After prosecutors decided not to charge the mother of a child who fell into a gorilla pen, Gotham City’s caped crusader has announced his intention to intervene on behalf of dead gorilla, Harambe.
Prosecutors claimed the mother had no case to answer for the piffling reason that there was “bugger all she could do about it.”
From his top-secret lair deep below Wayne Mansion, social avenger Batman released the following statement via the batfeed.
“Speaking for vigilantes everywhere, being able to act impulsively with anger, fuck all facts and next to no real understanding of a situation’s context, is obviously the absolutely best route to achieving balanced justice.
“Parents should keep their children 100% free from danger at all times. For example, they should not take them into dark alleys in the rough part of town, where gun-toting muggers might be hiding.
“Clearly the most responsible thing parents can do, is keep their children chained up in their bedrooms at all times, watched 24/7 and only allowed out to pee.
“Then all children would be absolutely safe. I can’t imagine anyone having a problem with this solution.”
However sensible chap Simon Williams said, “Yeah, sometimes shit things happens. But there’s no reason to act like a dick about it.
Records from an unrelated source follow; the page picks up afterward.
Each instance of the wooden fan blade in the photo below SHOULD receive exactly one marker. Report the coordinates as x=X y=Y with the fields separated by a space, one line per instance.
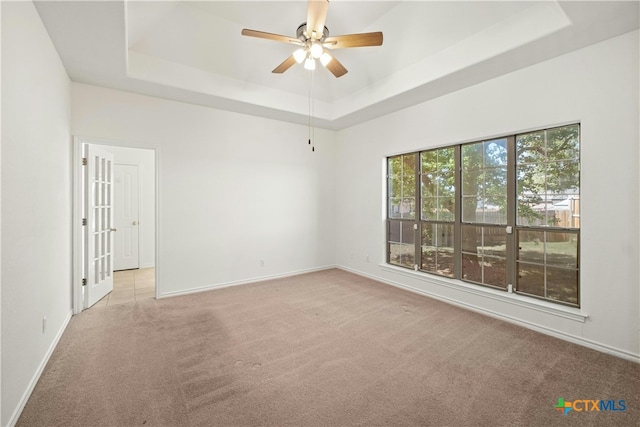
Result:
x=286 y=64
x=354 y=40
x=270 y=36
x=316 y=17
x=336 y=68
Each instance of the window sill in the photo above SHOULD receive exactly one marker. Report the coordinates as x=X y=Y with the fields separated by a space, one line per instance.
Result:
x=570 y=313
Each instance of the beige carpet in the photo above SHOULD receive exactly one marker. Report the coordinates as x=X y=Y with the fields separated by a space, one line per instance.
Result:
x=321 y=349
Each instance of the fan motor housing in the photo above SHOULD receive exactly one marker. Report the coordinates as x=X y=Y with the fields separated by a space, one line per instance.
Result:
x=303 y=28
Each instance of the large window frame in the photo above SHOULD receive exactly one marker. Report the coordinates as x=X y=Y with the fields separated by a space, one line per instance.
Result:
x=502 y=213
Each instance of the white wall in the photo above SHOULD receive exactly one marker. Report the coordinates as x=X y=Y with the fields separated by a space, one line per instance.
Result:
x=145 y=160
x=36 y=202
x=597 y=86
x=234 y=190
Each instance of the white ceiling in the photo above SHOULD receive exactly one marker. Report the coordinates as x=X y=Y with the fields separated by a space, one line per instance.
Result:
x=193 y=51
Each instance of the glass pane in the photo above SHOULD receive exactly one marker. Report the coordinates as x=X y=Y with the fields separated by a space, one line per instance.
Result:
x=530 y=279
x=562 y=284
x=394 y=165
x=445 y=262
x=494 y=241
x=471 y=238
x=409 y=185
x=402 y=255
x=429 y=247
x=472 y=156
x=429 y=259
x=495 y=152
x=429 y=208
x=530 y=147
x=471 y=268
x=562 y=249
x=408 y=208
x=429 y=161
x=563 y=142
x=429 y=185
x=470 y=209
x=394 y=187
x=446 y=209
x=445 y=256
x=472 y=182
x=495 y=271
x=395 y=204
x=409 y=164
x=446 y=184
x=531 y=246
x=408 y=234
x=446 y=159
x=394 y=231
“Maybe if those complaining could give a small donation to a gorilla conservation project instead, think how many more of these magnificent animals could be saved – and allowed to roam in their natural habitat to boot!
“Like that always moaning Bruce Wayne git for example. I hear he could probably spare a few quid.”
When asked precisely what action he intends to take, Batman looked surprised.
“Why I’ll troll away on Twitter for a few minutes before getting bored and finding something else to get mindlessly and disproportionately angry at.
“Isn’t that what all the good vigilantes are doing these days?”